Roma-Deeley’s interest in feminism is no new thing.

Before starting this program, she says that she has been actively involved with feminism since the early 1970s at which point she worked for the only free feminist newspaper in the country at that time, which was featured in magazines such as “The New York Times,” “Newsday” and “McCall’s.” The newspaper confronted issues related to gender, race and class.

“I was a writer, editor, PR person and columnist,” says Roma-Deeley. “Each of us at the newspaper ‘did it all.’”

In the 1980s and 1990s, Roma-Deeley taught Women’s Studies classes at Arizona State University, during which she believes she had discovered what she considers the “most stimulating and cutting edge scholarship of our time.”

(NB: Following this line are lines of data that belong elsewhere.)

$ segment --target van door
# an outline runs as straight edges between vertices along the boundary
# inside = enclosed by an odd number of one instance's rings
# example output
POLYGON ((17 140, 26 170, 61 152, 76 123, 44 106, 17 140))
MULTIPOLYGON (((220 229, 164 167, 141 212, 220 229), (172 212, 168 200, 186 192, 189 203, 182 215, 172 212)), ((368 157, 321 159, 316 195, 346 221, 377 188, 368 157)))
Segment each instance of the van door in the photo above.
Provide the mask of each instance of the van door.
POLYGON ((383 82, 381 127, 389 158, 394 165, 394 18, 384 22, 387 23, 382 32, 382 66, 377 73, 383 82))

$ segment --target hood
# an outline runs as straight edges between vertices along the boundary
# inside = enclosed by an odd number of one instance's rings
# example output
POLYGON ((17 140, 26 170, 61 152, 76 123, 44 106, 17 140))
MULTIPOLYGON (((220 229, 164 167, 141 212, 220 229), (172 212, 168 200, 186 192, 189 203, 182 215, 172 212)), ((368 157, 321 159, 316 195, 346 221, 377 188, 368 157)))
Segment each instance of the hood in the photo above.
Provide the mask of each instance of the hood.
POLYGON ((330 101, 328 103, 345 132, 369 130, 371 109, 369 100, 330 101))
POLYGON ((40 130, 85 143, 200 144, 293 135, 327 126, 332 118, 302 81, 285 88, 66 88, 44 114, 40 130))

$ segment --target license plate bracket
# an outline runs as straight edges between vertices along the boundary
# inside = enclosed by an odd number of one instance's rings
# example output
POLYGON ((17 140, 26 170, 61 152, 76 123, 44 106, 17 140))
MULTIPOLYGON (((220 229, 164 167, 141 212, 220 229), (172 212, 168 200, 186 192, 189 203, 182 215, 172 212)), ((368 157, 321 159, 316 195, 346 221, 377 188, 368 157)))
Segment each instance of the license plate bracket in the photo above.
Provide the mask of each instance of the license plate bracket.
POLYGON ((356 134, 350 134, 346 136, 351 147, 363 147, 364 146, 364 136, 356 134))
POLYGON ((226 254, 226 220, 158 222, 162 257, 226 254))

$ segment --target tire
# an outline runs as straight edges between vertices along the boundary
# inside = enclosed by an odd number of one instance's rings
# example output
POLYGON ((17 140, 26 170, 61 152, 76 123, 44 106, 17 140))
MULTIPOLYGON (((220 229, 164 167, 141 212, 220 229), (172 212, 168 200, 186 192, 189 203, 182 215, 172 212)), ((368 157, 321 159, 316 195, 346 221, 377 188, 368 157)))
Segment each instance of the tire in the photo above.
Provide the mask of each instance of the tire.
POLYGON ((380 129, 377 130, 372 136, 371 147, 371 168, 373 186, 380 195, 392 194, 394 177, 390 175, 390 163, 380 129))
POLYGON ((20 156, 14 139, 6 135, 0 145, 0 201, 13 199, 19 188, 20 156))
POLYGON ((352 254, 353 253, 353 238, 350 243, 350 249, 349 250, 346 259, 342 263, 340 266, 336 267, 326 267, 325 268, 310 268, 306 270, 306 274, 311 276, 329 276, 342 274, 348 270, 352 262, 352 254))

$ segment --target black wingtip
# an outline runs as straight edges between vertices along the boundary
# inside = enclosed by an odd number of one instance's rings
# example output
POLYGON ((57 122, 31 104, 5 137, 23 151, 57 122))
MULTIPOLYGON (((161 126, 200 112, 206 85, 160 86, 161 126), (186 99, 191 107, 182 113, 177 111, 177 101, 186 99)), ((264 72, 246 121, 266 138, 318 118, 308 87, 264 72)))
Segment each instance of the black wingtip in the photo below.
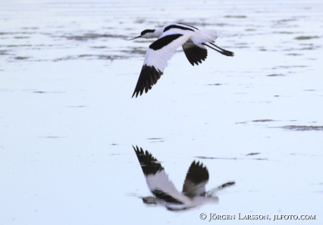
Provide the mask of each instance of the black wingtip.
POLYGON ((163 75, 163 72, 158 69, 156 69, 153 65, 150 66, 144 65, 141 69, 140 75, 137 82, 135 91, 131 98, 136 95, 136 98, 138 95, 142 95, 143 91, 145 93, 148 92, 154 84, 156 84, 157 80, 163 75))
POLYGON ((222 54, 227 56, 235 56, 235 53, 232 51, 228 51, 228 50, 224 50, 222 54))

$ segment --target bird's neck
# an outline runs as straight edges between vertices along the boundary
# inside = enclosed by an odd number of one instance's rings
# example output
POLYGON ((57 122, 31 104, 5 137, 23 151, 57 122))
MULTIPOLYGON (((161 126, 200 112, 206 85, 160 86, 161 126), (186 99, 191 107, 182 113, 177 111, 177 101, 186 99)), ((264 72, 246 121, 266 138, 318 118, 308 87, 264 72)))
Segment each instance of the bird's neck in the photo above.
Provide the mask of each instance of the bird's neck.
POLYGON ((159 37, 163 34, 164 27, 158 28, 154 30, 152 37, 159 37))

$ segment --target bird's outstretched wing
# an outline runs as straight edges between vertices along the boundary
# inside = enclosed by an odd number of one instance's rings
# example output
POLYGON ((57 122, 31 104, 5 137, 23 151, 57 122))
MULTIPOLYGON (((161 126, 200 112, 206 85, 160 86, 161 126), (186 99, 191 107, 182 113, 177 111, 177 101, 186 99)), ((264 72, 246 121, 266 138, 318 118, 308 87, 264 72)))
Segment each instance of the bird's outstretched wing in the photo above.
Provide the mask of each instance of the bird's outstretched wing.
POLYGON ((156 84, 175 51, 185 43, 193 33, 193 31, 189 31, 182 34, 174 34, 173 31, 170 30, 150 44, 147 50, 133 97, 135 95, 137 97, 139 94, 141 96, 144 90, 147 93, 154 84, 156 84))
POLYGON ((141 148, 133 147, 133 149, 145 174, 147 185, 156 198, 173 205, 190 204, 190 199, 176 190, 164 167, 152 154, 147 150, 144 152, 141 148))
POLYGON ((202 63, 207 57, 207 49, 198 46, 191 39, 183 45, 183 50, 192 65, 194 65, 194 63, 202 63))
POLYGON ((183 193, 192 198, 205 195, 205 185, 209 181, 209 172, 199 162, 192 162, 183 186, 183 193))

From her experiences of working in the field of feminism, Roma-Deeley says, “I have learned how powerful this discipline is; how these ‘mere ideas’ can bring about positive change in individual lives as well as in the broader community.”

The certificate requires a total of 15 credits including one required course, Women and Society (WST100), worth three credits.

Heather Pearson, a student currently enrolled in WST100, says, “This class allowed me to develop a framework for how I perceive everything that’s happening around me…gave me a new perception of everything.”

Matt Williams, another student currently enrolled in WST100 who is majoring in construction management, says, “Listening to what all the ladies have to say, I kind of start to see where the women are coming from in my life, so it helps me to figure out what I need to do in relationships.”

Earlier in the semester Roma-Deeley assigned a “gender bender.” This is an assignment in which students go out and do something that is not socially accepted for their gender. Williams opted to go to a local salon and get a pedicure.

“It was really, really nice,” he says.

In addition to taking WST100, there is a list of 19 restricted elective courses to choose from in order to obtain the additional 12 credits needed to receive the certificate.

The Women’s Studies program is a liberal arts certificate program that enables students to explore contemporary and historical feminism practices and theories. The courses discuss from the program description “topics such as history, culture, class, race, ethnicity, sexuality and gender in order to help bring about equality, understanding and peace.”

Roma-Deeley also describes the Women’s Studies courses as presenting an intellectual challenge, intellectual rigor and a very real world, very practical examination of how theory gets put into practice.

The MCC Women’s Studies program Web page states, “The certificate in Women’s Studies serves different types of students, including those who already have degrees but are interested in exploring Women’s Studies, those who plan to pursue another academic major but want to develop specialization in Women’s Studies and those who plan to major in Women’s Studies at a university.”

“I believe a Women’s Studies certificate would enrich any background,” says Roma-Deeley.

She lists a handful of careers that would benefit from a Women’s Studies Academic Certificate: nonprofit organization work, business, creative arts, education, public policy, journalism, law, social work and nursing.

Mosley says that the next step for the Women’s Studies program is to get it on a rotational semester by semester schedule.

“We have not finalized which classes will be fall or which ones will be spring,” says Mosley. “Some classes haven’t even been taught before, and we need to get that started.”

Mosley also reveals that one of the limitations has been that classrooms are being very well used, and there is not much physical room to teach new courses, but with the opening of the Life Science building in the fall, this hurdle should be eliminated.

If students are interested in learning more about the Women’s Studies Academic Certificate, they may contact Roma-Deeley via e-mail at lois.roma-deeley@pvmail.maricopa.edu.

“I often say it’s like fish in water,” says Roma-Deeley. “In Women’s Studies, we are the fish jumping out of the water, analyzing the water, experimenting with the water and then jumping right back into the water.”